Tanzania tycoons buy stake in Kenyan oil marketing firm

Thursday April 20 2017

Photo/File  KenolKobil fuel station in Nairobi. The company reported the highest revenues compared with other companies listed on the Nairobi Securities Exchange in 2011.

A KenolKobil fuel station in Nairobi. Tanzanian billionaires Aunali and Sajjad Rajabali now rank ninth in the oil marketer's list of top 10 investors after buying a 2.06 per cent stake. PHOTO| FILE  

By VICTOR JUMA, BUSINESS DAILY

Tanzanian billionaires Aunali and Sajjad Rajabali have bought 30.2 million shares equivalent to a 2.06 per cent stake in KenolKobil, rising to the list of the oil marketer’s top shareholders.

The shares have a market value of Ksh378 million ($3.78 million) and have seen the Rajabalis rank ninth in Kenol’s list of top 10 investors, according to the company’s latest annual report.

The investment in the oil marketer expands the Rajabalis’ interest on the Nairobi Securities Exchange where they made their first foray with acquisition of 22.9 million Co-op Bank shares last year.

Their stake in the lender stands at 0.47 per cent, placing them second in the list of top individual investors after the bank’s chief executive Gideon Muriuki who retains a 2.05 per cent interest in the company.

The Rajabalis have invested a total of nearly Ksh700 million ($7 million) in Co-op Bank and Kenol.

The duo has moved to expand their regional interests, with the investors ranked as the top individual investors in Tanzania’s largest lender CRDB Bank Plc with a 4.1 per cent stake, according to the company’s latest disclosures.

Their interest in CRDB is worth Ksh1 billion ($10 million)based on the lender’s market value on the Dar es Salaam Stock Exchange.

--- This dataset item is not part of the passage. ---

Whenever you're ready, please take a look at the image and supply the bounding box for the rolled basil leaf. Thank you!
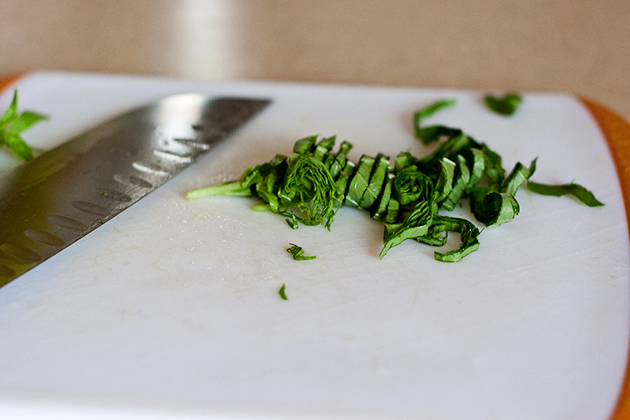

Rajabalis’s aggressive purchase of Co-op Bank and Kenol indicates their confidence about the firms’ future prospects.

Kenol recorded a 19.7 per cent net profit growth to Ksh2.4 billion ($24 million) (in the year ended December, helped by higher sales, better margins and lower finance costs.

The firm’s sales jumped 19.5 per cent to Ksh103.4 billion ($ 1 billion), coinciding with an improvement in the gross profit margin from 6.7 per cent to seven per cent.

Last year, the oil marketer sold its subsidiaries in Tanzania and the Democratic Republic of Congo, in line with a change in the company’s strategy from aggressive regional and market share expansion to a focus on profitable countries and market segments.

The sale left the firm with a presence in Kenya, Uganda, Zambia, Rwanda, Ethiopia, Burundi and Mozambique.